What these quotes state is that there is a definite structure of different kinds of infinities and these are useful in mathematics. But does infinity actually exist as a realisable phenomenon or is it just a useful mathematical tool? Or is it that if certain axioms are accepted then certain types of infinity arise but these are only applicable within certain axiomatic contexts. Is mathematics just exploiting the potential infinities and exploring their axiomatic structure or are there actual infinities that exist in reality and that we might someday discover. So far no actual infinities have been found and all the evidence suggests that an actual infinity is impossible. Quantum physics relies on things being quantised so there is no infinite resolution or continuum and general relativity relies on finite maximum values for velocity, mass, energy and so on so there are no objects with infinite velocity, mass, energy, etc.

It seems likely that only in the realm of pure mathematics can the idea of infinity be entertained.

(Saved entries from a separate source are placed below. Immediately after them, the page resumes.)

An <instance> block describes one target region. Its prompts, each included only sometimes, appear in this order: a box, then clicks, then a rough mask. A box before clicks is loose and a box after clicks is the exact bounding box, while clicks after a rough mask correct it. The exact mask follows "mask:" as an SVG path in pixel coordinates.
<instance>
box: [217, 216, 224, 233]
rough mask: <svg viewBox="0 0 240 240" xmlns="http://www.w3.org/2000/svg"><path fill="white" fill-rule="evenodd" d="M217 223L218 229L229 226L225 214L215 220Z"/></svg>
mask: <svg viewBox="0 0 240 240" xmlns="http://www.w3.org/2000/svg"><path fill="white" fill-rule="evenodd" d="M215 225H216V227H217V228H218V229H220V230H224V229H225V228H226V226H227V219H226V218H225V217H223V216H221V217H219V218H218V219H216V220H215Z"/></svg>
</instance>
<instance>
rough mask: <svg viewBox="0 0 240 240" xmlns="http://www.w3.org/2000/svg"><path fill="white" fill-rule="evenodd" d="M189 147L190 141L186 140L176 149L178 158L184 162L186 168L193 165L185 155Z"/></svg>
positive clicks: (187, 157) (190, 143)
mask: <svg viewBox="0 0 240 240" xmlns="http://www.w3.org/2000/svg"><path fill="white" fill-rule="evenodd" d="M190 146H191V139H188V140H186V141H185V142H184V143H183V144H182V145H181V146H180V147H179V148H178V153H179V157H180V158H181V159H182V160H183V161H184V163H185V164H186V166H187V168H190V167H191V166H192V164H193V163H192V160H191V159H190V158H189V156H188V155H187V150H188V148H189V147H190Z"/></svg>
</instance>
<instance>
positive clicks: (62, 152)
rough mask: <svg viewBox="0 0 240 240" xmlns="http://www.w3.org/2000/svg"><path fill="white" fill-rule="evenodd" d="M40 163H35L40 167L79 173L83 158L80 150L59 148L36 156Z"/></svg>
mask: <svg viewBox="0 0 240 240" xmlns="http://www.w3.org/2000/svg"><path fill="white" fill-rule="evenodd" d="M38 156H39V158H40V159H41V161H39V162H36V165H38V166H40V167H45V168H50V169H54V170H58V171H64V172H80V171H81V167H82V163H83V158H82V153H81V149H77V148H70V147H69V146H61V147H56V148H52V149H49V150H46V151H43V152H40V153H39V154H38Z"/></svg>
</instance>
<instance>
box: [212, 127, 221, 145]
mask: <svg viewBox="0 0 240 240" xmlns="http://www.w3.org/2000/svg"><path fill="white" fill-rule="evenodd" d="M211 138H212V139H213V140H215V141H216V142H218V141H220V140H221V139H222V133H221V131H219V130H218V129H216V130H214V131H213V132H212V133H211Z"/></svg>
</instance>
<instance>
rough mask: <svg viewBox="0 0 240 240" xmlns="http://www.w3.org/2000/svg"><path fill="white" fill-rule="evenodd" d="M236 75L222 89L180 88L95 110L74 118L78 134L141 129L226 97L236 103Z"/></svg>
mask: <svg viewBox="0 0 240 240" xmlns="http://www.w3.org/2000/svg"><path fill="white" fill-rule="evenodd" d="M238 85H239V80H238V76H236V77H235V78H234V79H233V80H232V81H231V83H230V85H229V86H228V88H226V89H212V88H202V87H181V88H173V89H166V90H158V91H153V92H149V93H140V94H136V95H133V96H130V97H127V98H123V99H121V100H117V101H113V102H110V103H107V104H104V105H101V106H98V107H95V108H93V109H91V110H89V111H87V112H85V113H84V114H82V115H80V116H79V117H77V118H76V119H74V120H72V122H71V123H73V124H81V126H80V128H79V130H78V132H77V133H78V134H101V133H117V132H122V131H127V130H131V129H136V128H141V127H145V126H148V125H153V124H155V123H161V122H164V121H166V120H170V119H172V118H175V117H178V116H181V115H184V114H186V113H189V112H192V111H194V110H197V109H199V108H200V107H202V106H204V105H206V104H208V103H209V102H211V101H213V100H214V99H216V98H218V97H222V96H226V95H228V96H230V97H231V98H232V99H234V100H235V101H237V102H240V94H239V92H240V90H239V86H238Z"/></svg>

In the context of actual, manifest, realisable quantities things seem much more like the situation in a computer where all phenomena have definite resolution and size. One can never create an infinitely large file because that would require an infinite amount of time and infinite computational resources such as memory.

In my own work, which uses computational concepts to model reality I take the position that the phenomena can be arbitrarily large and detailed but they always have a definite finite value. So this allows for potential infinity but totally disallows actual infinity. Given that any set must be actually represented using data (e.g. binary data), then no set can be infinitely large and if one removes any members of the set then the cardinality (size) of the set is reduced. So any representable set cannot be an infinite set and any infinite set cannot be actually represented. Furthermore, in the context of computational metaphysics, representation is equivalent to existence. If something is represented and it takes part in the overall simulation of the universe then it exists in that universe but if it cannot be represented then it cannot exist. So if actual infinities exist then there cannot be any discrete computational foundation to reality but so far no actual infinites have ever been discovered.

Even with the domain of pure mathematics, infinities can only exist because they are symbolically represented and never actually represented. No one has ever written out an infinite number of integers thereby actually representing the set of integers. It is only ever referred to but never fully represented. If one required sets to be fully represented then mathematics could not operate on actual infinite sets; it could only operate on potentially infinite sets which always have finite representations (e.g. {1,2,3}) but which are unlimited in their length. Such sets are arbitrarily large but always have a definite finite size.

Modern mathematics is totally dependent upon the assumed existence of actual infinities but the existence of these can neither be proven nor disproven by mathematics. This leaves modern mathematicians in the position of defending their belief in the existence of actual infinities and discrediting any opposing ideas, but beside all of this - do actual infinites exist???? All the evidence seems to suggest that they only exist within the context of modern mathematics, which would seem to suggest that modern mathematics should return to its axioms and see where the problem arises.